What is Green Film?
Green Film is a certification protocol for environmentally sustainable audiovisual productions. It provides producers with a concrete framework to reduce the environmental impact of their projects while maintaining efficiency and creative freedom. The certification is awarded only after a verified process that covers planning, implementation and final assessment.
Who developed the Green Film protocol?
Green Film was developed through a close collaboration between Film Commission Trentino and APPA (Agenzia Provinciale per la Protezione dell’Ambiente di Trento). This partnership ensured a strong scientific foundation and alignment with recognised environmental standards and methodologies.
How does the certification process work in practice?
The process is divided into three key phases:
• Before production: the producer submits a Sustainability Plan and commits to specific criteria through a checklist. A Sustainability Manager is appointed.
• During production: the declared measures are applied on set, covering areas such as energy, transport, catering and materials.
• After production: an independent verification body checks compliance.
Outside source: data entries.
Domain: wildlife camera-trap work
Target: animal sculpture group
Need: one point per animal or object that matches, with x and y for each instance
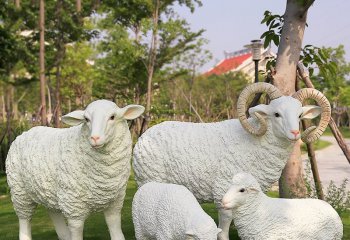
(85, 168)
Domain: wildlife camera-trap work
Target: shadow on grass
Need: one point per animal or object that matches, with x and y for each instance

If the required score is reached, the Green Film certification is granted.
What areas of production does Green Film address?
Green Film covers the entire production workflow, including:
• energy efficiency and renewable energy use
• transport and accommodation
• catering and water management
• materials, reuse and recycling
• waste reduction
• social sustainability and crew wellbeing
• communication and audience awareness
This holistic approach ensures that sustainability is embedded across departments rather than treated as a standalone issue.
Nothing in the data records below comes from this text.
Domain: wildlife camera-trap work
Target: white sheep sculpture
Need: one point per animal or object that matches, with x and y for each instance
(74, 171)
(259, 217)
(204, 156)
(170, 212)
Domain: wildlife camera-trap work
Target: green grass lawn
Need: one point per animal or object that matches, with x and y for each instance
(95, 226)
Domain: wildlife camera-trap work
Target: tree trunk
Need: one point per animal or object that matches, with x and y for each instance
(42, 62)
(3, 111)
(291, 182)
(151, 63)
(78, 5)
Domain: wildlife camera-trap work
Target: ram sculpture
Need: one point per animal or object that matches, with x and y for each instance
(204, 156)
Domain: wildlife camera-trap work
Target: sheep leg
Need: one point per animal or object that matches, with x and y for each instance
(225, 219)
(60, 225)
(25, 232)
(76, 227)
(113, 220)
Is Green Film only suitable for small or independent productions?
No. One of Green Film’s strengths is its scalability and flexibility. The protocol can be applied to feature films, TV drama, documentaries and large entertainment formats. A notable example is X Factor Denmark, which successfully obtained certification, demonstrating that the system works even for complex, high-impact productions.
How many productions have been certified so far?
To date, 330 audiovisual works have been certified, across 10 different European countries. including 10 European feature films. These numbers reflect the growing adoption of Green Film at both national and international level.
Why is certification important, beyond environmental impact?
Certification adds credibility, transparency and comparability. For producers, it provides a clear framework and often leads to cost optimisation. For broadcasters, film commissions and public funders, it offers measurable proof that sustainability commitments are being met, rather than simply declared.
What makes Green Film different from generic “green guidelines”?
Green Film is not a voluntary set of recommendations. It is a verified certification system with measurable criteria, minimum score thresholds and third-party checks. This makes sustainability accountable and transferable across territories and co-productions.
What is the long-term goal of the Green Film project?
The ultimate objective is cultural change within the audiovisual industry. Green Film aims to normalise sustainable practices, turning them into standard production behaviour rather than exceptional measures, while fostering a shared language around sustainability across Europe and beyond.